Like I said earlier these are good and bad reasons that people have for not wanting their family to know the power of Christ and His resurrection but none of them are acceptable. They stand in stark contrast to Paul’s attitude toward his relatives.

Brothers, my heart’s desire and prayer to God for them is that they may be saved. Romans 10: 1

It was Paul’s desire and prayer for the church to grow; the same Paul that some wanted to keep out of the church; the same Paul that had a different process of growth that the rest of the Apostles. It was this Paul that had a burning desire to do everything he could to bring about Church growth and be pleasing in the sight of God.

And it was because of the work of Paul and his allowance of God to work through him that we can read with joy passages like the following:

Those who accepted his message were baptized, and about three thousand were added to their number that day. Praising God and enjoying the favor of all the people. And the Lord added to their number daily those who were being saved. Acts 2:41,47

But many of the people who heard their message believed it, so that the number of believers totaled about five thousand men, not counting women and children. Acts 4:4

More and more men and women believed in the Lord and were added to the group of believers. Acts 5:14

So the churches were strengthened in their faith and grew daily in numbers. Acts 16:5

Growth was normal for the early church, because it was a healthy church. Notice again I did not say a perfect church but a healthy church.

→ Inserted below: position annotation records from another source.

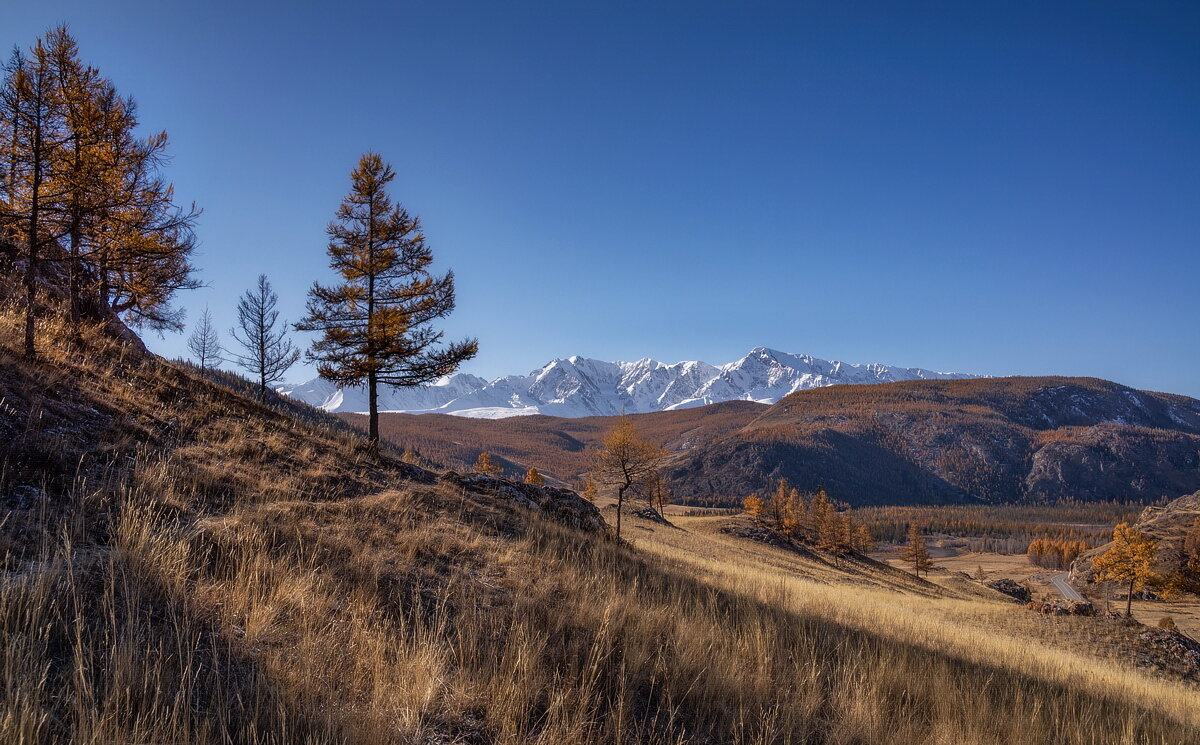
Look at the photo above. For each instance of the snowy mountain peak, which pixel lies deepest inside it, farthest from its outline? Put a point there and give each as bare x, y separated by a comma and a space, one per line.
583, 386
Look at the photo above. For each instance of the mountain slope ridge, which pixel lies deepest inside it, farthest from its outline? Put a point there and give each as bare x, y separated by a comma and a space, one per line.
582, 386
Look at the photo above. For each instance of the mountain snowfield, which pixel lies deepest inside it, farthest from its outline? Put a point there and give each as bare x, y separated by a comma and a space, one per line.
581, 386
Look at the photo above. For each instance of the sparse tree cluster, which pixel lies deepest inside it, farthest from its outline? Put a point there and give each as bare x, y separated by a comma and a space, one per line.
628, 461
204, 343
1055, 553
376, 324
1129, 560
916, 551
813, 520
82, 194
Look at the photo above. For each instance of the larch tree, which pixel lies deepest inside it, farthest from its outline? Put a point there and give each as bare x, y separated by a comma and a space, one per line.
204, 343
1131, 560
487, 466
625, 458
81, 190
753, 506
916, 552
35, 133
268, 352
376, 325
863, 540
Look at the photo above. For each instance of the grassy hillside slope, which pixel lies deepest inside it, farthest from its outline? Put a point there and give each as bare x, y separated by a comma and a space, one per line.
185, 565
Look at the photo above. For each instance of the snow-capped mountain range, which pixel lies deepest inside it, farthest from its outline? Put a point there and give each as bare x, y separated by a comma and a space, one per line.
581, 386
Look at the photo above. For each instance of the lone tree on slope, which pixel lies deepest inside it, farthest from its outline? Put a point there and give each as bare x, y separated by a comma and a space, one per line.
269, 353
1129, 560
487, 466
204, 343
625, 460
376, 325
917, 552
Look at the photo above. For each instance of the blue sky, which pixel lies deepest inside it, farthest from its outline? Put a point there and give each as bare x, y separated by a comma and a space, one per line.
959, 186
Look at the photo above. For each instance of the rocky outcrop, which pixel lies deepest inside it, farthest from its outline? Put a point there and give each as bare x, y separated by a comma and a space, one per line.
1169, 523
561, 505
1012, 588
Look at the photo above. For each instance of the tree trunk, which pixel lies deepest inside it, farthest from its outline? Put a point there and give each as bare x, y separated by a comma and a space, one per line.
373, 408
621, 500
31, 268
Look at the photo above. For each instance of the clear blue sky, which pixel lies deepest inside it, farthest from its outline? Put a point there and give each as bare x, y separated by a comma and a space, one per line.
960, 186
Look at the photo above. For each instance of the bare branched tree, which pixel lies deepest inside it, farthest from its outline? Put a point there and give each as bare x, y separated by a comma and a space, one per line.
269, 353
204, 342
627, 460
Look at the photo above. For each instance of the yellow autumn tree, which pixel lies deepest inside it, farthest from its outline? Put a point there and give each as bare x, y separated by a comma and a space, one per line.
377, 322
1129, 560
916, 552
487, 466
863, 539
625, 458
753, 505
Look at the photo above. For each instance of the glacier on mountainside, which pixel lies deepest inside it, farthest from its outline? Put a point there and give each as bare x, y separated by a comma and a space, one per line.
581, 386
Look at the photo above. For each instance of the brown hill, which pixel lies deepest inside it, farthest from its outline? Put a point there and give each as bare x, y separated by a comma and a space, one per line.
999, 439
1168, 523
927, 442
556, 446
180, 563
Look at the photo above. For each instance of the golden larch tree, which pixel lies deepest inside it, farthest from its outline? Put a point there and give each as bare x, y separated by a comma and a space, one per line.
916, 552
625, 458
753, 506
376, 324
1129, 560
487, 466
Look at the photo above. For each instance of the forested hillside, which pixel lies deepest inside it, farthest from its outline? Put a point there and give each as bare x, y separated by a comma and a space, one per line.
933, 442
930, 442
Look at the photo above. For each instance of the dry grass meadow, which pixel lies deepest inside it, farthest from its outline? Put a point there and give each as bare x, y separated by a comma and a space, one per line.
203, 569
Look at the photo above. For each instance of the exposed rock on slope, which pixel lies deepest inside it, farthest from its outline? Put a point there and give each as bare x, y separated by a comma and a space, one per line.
1169, 523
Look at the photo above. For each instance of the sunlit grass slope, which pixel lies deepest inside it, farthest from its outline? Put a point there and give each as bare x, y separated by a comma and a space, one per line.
198, 568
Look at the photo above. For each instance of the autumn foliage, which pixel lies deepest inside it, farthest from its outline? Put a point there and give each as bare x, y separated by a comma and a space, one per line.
811, 520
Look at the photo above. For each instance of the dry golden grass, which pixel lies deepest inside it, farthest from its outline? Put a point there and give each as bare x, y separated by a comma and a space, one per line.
208, 584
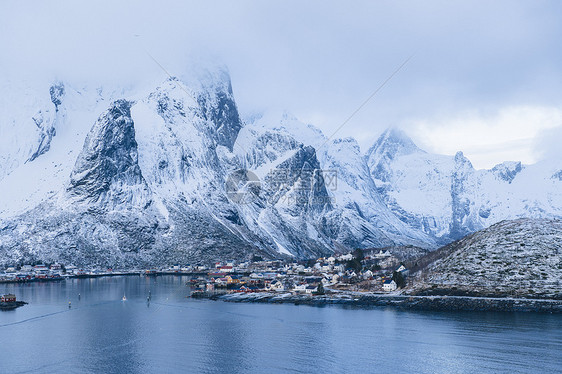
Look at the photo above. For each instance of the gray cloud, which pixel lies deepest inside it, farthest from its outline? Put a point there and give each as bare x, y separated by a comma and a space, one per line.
318, 59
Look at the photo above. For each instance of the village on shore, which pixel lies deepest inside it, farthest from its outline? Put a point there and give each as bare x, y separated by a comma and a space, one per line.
375, 271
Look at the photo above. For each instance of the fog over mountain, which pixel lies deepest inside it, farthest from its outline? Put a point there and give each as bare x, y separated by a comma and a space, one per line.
146, 176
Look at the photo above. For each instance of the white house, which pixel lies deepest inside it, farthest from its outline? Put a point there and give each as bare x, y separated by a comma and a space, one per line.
389, 285
276, 286
300, 287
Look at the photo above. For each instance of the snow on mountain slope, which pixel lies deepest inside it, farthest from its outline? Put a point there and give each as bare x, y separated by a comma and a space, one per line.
514, 258
35, 163
170, 173
447, 198
356, 216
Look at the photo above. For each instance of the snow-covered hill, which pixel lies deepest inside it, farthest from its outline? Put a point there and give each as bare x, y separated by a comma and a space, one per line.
519, 258
445, 197
170, 173
143, 177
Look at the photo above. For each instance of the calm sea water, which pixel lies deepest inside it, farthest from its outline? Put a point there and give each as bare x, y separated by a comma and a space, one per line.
102, 334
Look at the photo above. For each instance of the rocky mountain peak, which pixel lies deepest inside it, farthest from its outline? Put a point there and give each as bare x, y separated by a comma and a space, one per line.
106, 172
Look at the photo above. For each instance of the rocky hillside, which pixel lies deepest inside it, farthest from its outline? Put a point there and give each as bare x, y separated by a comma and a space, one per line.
446, 198
170, 173
511, 258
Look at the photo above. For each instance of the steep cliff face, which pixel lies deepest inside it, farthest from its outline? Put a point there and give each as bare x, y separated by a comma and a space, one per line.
107, 173
172, 175
447, 198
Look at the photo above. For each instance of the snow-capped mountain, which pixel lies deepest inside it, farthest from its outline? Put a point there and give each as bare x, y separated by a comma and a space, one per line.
170, 173
143, 177
445, 197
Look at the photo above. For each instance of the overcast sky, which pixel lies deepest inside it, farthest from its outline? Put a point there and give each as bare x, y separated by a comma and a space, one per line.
485, 77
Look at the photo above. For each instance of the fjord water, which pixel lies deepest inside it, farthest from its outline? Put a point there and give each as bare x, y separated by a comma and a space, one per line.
100, 333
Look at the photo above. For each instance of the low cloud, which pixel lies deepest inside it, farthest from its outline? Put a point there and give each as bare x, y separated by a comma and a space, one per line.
511, 134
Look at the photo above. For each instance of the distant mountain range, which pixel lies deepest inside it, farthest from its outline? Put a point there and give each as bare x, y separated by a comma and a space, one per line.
173, 174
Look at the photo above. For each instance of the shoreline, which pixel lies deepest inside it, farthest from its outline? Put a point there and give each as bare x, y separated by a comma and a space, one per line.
402, 302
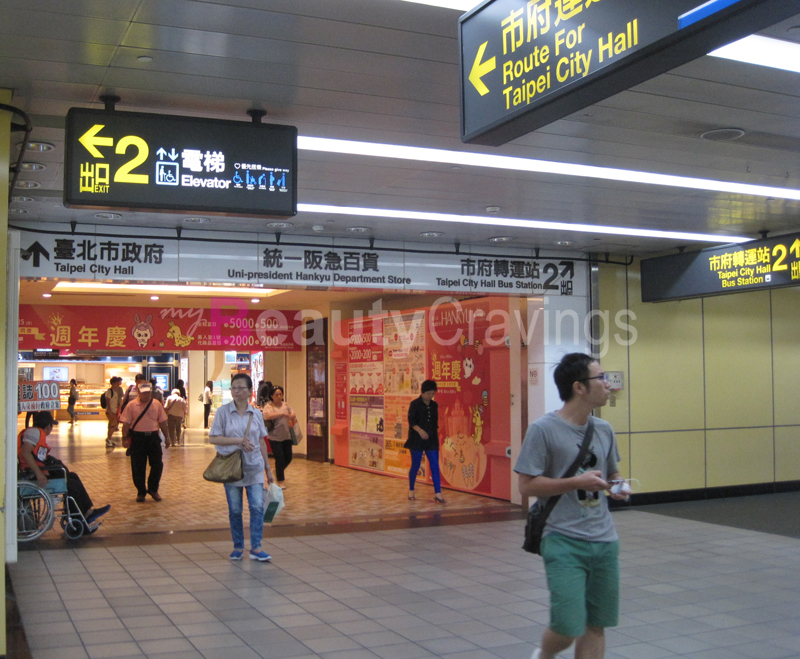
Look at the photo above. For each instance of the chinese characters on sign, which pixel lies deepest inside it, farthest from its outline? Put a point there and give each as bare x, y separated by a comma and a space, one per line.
270, 264
767, 263
225, 326
135, 160
33, 396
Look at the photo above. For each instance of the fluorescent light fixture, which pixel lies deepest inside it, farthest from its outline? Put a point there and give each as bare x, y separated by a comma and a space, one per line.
539, 166
764, 51
218, 291
461, 5
520, 224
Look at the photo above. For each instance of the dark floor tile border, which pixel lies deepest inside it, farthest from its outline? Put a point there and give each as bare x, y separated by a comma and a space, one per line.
287, 531
701, 494
16, 641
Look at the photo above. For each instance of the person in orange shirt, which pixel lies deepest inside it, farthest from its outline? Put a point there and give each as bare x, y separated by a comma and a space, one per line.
141, 420
33, 453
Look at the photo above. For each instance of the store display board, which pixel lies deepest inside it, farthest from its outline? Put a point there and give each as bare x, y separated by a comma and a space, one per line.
462, 347
755, 265
33, 396
527, 63
227, 324
129, 160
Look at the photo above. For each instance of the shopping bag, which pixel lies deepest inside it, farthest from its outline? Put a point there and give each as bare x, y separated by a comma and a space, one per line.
273, 502
225, 468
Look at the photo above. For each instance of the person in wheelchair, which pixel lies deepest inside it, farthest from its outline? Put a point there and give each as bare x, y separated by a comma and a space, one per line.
34, 454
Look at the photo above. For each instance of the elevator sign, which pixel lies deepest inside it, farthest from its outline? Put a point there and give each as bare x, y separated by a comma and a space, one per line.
130, 160
527, 63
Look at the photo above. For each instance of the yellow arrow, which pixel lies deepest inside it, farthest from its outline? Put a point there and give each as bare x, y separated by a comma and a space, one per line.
90, 140
481, 69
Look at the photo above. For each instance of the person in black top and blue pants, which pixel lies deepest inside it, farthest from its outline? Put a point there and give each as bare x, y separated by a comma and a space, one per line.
423, 437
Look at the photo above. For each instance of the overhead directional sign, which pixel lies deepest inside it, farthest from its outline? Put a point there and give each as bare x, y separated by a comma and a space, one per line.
527, 63
124, 160
768, 263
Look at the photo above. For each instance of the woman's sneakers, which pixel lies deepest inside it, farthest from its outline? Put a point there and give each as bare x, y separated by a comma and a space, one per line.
259, 555
255, 555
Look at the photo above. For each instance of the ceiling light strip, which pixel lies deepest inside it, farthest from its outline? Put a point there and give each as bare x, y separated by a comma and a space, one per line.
377, 150
763, 51
516, 223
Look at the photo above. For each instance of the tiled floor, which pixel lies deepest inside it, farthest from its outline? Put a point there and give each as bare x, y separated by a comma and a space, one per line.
690, 589
316, 493
458, 591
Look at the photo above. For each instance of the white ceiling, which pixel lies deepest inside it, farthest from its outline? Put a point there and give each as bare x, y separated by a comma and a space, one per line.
387, 71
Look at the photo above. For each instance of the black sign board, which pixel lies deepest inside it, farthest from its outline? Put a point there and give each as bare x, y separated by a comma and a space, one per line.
130, 160
768, 263
527, 63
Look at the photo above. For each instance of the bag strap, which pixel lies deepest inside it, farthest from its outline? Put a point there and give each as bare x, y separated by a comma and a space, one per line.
144, 411
249, 422
569, 473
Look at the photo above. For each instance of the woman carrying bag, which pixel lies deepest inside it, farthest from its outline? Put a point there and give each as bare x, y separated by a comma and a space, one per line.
280, 418
238, 426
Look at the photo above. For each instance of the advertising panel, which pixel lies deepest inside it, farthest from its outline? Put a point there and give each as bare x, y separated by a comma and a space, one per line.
221, 327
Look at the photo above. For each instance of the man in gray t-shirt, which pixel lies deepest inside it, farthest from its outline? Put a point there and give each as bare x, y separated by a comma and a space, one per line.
580, 548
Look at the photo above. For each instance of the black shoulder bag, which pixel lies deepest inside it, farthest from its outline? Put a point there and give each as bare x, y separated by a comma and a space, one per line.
538, 514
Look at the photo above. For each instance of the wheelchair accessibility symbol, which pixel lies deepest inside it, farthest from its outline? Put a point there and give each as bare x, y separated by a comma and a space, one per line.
167, 173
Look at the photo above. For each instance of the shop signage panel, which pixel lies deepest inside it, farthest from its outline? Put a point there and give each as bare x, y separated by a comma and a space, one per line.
229, 324
136, 160
34, 395
759, 264
255, 260
527, 63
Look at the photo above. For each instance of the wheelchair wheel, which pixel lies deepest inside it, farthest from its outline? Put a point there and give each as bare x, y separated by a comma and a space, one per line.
73, 529
35, 514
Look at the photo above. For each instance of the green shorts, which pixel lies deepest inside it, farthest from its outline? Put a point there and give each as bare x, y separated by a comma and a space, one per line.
583, 579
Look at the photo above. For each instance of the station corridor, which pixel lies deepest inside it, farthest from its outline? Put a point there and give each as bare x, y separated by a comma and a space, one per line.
358, 573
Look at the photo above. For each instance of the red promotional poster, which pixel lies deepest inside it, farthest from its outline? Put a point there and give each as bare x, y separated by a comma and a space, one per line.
470, 364
228, 325
365, 354
340, 390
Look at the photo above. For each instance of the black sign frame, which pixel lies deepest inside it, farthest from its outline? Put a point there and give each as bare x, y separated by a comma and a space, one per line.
679, 47
735, 268
264, 148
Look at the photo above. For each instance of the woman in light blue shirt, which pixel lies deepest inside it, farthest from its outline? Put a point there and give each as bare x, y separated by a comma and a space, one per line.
239, 426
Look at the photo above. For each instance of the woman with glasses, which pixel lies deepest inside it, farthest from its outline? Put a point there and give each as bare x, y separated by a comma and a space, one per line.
280, 417
238, 426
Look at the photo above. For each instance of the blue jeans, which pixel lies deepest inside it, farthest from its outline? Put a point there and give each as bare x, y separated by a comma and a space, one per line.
433, 463
255, 501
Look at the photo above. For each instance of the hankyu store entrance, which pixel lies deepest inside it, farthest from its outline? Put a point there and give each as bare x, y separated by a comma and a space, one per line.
351, 356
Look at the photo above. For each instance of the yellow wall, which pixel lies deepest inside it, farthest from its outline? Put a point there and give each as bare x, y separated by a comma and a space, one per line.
5, 147
711, 386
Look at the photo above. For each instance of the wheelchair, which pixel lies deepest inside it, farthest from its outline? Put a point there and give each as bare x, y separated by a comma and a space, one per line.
39, 507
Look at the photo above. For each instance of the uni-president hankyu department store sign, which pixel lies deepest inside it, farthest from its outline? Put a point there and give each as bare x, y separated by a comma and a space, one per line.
257, 259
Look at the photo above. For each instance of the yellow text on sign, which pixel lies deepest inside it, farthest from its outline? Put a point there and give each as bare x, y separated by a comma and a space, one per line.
91, 141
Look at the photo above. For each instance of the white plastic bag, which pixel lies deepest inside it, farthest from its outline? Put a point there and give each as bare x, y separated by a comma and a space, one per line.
273, 502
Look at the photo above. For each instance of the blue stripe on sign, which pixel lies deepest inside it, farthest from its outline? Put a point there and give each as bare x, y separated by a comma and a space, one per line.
704, 10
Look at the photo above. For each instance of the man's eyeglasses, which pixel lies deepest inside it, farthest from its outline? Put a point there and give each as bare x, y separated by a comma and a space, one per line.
602, 377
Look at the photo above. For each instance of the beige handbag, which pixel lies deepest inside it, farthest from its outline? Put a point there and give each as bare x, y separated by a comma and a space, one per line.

I was in a discussion a few weeks ago about a church in Alabama that has experienced some wonderful growth over the past 8 years. And instead of rejoicing about the expansion of the Kingdom, and the Souls that are being added to the Lord’s Church I was told, "They’re growing so much. They’ve got to be doing something wrong."

It is a sad statement to me that we have become so abnormal, if we ever got to normal, we would seem abnormal. Shouldn’t it be more biblical to ask, "If we are not growing, could there be something wrong?

I have asked you time and time again do you want to the church to grow? And you have said yes, and your elders have said yes. But now we must ask ourselves do I want any more people? How many? What kind?

Then Jesus said, "Come to me, all of you who are weary and carry heavy burdens, and I will give you rest. Take my yoke upon you. Let me teach you, because I am humble and gentle, and you will find rest for your souls. For my yoke fits perfectly, and the burden I give you is light." Matthew 11:28-30

Do you know someone burdened with sin? If so then God wants them added to the church are you willing to cooperate?

The Spirit and the bride say, "Come!" Let the one who hears this say, "Come!" Let whoever is thirsty come; whoever wishes may have the water of life as a free gift. Revelation 22: 17

Do you know someone who needs to drink of the water of life? Are you willing to take the time to lead them to the fountain?

How will you cooperate with God?

What is your response to God’s call?

The very life of this church depends on you? Tonight do you need to lay aside every weight, and sin which clings so closely, and run with endurance the race that is set before us,.

Tonight you can lay it at the cross. If you have a need will you come while we stand and sing.